It's still the music that draws fans to famous festival

BY JULIE IRWIN
The Cincinnati Enquirer

        There was no pay-per-view for the first Woodstock, no official Woodstock Web site, no amazon.com auction site tied to the music festival.

        And this year's festival, held today through Sunday in Rome, N.Y., will likely avoid the drug overdoses, the filthy conditions and the gate-crashing that marked its predecessor 30 years ago.

ON THE WEB
  Can't make it to Woodstock '99? You can check out 62 continuous hours of programming on Woodstock.com beginning at noon today and ending at 2 a.m. Monday.
  Last-minute tickets to the music festival cost $180 for all three days. Call Ticketmaster at (212) 397-7474.
        What the two festivals have in common besides a name is music, and lots of it. And that, say locals heading east for this year's event, is the best reason to go.

        “I think I would've liked to have been at the original, but it's not something I spend a lot of time regretting,” says Carl Mills, 57, of Hillsboro, who is going with his daughter, Jessica, and two of her friends.

        “It's best not to romanticize the '60s and not romanticize Woodstock. They were wonderful times and a lot more intense than now, but they're over. In a time of peace, prosperity and cynicism, I don't believe you can create another 1969.”

        This year's event is trying hard to be a cultural event worthy of its lineage. Its Web site has interviews with the stars of 1969, sponsors a John Lennon Song Writing Contest and offers a chance to win '60s music souvenirs.

        And people who were born after Woodstock occurred admit that the original, held near Bethel, N.Y., has a certain appeal.

        “The first one, with everyone crashing the gate, that would've been a great experience,” says Casey Long, a University of Cincinnati student who is flying to New York Thursday to attend Woodstock with his brother and his aunt.

        “It costs a lot more now. There will be a lot of the same atmosphere, but like everyone says, it's more commercialized now.”

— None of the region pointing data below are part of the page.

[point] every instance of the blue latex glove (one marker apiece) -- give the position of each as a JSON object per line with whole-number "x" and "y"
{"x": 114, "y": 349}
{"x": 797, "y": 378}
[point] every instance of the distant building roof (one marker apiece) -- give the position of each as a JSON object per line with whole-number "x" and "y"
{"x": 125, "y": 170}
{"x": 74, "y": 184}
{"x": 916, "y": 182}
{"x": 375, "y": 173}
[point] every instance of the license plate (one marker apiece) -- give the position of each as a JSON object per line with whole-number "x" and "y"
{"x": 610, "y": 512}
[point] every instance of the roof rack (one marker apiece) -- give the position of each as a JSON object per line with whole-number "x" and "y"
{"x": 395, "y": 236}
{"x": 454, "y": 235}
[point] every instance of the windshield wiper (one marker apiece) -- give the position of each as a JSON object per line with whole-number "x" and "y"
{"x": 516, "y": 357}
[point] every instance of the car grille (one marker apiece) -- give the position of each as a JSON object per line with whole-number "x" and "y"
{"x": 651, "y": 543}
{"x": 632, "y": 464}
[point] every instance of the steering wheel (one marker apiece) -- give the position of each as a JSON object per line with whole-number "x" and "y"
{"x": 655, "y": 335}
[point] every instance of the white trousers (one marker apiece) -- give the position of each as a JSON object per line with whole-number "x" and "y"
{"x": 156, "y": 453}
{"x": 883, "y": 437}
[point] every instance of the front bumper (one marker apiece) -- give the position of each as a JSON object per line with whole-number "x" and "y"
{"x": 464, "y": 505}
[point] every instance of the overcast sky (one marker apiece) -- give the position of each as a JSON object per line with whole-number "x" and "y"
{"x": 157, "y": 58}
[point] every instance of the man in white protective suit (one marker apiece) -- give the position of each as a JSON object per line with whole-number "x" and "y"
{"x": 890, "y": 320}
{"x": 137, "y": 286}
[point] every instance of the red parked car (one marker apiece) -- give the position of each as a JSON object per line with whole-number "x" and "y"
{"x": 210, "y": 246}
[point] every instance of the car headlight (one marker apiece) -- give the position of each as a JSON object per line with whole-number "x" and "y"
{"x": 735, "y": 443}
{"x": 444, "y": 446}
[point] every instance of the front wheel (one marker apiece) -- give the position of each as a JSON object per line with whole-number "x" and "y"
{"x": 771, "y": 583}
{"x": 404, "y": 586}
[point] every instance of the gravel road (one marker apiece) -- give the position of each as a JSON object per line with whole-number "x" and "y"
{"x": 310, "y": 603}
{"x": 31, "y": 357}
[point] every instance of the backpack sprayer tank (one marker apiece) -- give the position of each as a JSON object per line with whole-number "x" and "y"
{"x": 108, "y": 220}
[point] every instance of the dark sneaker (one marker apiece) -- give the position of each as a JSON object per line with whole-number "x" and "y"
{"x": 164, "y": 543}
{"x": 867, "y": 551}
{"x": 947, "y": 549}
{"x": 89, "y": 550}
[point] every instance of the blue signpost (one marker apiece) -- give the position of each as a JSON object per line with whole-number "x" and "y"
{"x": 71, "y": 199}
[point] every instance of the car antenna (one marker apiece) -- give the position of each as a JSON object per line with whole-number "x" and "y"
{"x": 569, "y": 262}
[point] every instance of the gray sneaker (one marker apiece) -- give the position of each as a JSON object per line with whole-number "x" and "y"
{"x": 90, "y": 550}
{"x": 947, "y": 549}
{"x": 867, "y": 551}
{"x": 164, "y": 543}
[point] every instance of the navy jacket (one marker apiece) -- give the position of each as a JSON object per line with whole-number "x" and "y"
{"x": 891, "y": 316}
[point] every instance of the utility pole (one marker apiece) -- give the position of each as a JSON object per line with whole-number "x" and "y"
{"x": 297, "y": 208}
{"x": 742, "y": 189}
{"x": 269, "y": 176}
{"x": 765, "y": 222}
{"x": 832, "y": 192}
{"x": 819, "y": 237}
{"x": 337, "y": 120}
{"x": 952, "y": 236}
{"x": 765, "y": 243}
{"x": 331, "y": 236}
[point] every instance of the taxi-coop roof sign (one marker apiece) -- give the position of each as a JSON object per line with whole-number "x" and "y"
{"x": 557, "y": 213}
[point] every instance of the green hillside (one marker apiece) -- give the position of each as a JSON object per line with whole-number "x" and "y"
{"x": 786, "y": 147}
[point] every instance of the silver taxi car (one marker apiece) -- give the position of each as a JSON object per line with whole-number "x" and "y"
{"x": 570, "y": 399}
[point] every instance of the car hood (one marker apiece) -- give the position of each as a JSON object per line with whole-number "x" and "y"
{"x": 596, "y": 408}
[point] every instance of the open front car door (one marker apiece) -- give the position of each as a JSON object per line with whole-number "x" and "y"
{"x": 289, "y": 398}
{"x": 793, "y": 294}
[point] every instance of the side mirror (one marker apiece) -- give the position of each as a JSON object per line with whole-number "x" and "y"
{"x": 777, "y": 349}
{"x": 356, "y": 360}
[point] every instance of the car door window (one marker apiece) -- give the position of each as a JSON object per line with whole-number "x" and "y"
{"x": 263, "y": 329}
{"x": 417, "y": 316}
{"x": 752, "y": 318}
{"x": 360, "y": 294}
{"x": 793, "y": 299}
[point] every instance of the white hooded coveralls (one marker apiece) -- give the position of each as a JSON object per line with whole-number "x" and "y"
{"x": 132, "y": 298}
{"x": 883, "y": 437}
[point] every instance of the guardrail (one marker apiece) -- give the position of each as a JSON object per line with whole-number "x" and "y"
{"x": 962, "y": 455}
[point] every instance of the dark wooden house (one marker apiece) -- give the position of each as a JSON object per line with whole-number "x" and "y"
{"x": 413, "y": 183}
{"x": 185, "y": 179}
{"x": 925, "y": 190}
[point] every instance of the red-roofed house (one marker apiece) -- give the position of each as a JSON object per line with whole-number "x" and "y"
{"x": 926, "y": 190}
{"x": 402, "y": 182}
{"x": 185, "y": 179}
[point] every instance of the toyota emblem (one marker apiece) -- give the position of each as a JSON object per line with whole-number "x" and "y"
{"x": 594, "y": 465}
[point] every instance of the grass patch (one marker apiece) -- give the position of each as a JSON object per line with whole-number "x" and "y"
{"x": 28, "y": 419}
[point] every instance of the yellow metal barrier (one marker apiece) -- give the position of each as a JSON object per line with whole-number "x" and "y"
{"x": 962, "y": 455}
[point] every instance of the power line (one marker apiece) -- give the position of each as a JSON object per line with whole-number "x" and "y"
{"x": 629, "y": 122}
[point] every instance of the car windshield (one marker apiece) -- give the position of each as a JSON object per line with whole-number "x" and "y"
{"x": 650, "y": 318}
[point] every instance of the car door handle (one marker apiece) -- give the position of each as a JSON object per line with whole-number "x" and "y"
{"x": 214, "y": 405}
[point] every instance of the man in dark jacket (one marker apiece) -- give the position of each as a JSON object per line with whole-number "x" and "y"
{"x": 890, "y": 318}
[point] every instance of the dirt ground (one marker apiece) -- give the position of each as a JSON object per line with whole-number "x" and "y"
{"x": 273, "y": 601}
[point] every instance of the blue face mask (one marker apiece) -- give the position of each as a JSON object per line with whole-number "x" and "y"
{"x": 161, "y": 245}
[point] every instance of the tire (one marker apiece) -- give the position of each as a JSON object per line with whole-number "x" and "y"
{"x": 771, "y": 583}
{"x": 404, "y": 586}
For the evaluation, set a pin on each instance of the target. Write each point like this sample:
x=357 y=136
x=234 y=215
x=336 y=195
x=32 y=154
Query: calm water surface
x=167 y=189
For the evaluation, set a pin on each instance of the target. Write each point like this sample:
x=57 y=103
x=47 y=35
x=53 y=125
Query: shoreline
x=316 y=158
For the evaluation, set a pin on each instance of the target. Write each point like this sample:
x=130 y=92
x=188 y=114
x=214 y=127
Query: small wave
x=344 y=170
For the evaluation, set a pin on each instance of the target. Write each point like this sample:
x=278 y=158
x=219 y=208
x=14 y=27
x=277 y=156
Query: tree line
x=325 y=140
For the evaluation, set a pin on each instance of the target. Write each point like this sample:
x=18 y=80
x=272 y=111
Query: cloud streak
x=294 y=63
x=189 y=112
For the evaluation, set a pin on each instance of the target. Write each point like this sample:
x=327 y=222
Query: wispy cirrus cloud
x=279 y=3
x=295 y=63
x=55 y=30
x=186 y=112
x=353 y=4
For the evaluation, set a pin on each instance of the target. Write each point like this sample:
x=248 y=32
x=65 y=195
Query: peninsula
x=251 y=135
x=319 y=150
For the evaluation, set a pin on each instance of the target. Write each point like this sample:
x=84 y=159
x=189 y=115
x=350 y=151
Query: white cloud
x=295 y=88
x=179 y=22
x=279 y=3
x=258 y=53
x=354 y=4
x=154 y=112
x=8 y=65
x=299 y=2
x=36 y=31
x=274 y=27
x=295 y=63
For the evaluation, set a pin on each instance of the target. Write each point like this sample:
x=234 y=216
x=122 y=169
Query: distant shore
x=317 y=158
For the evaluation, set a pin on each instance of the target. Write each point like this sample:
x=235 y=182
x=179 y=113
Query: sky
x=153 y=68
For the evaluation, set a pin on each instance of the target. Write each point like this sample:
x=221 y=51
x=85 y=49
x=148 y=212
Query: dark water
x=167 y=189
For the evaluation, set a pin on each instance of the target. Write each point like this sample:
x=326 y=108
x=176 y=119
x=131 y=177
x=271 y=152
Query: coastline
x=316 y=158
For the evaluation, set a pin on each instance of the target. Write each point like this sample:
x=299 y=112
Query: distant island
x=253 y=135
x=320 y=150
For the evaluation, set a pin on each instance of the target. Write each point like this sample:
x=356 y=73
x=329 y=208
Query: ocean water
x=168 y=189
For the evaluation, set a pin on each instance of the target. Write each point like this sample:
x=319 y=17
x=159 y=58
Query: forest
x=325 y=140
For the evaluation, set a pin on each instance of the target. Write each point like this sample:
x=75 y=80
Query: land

        That commercialization includes a $59.95 pay-per-view deal that allows fans to enjoy the music without running the risk of overflowing port-a-potties, mud and rowdy concert-goers. It also includes a chance to buy official T-shirts for this year's show and memorabilia from the original concert. Tickets for Woodstock 1999 are $150, not including service charges. Tickets in 1969 were just $21 for three days of music, mud and mayhem.

        But some of those heading to the concert are looking forward to a show that will be better organized and more enjoyable than the original. Stacey Tsibulsky, born 14 years after the first Woodstock, left Wednesday for this year's show.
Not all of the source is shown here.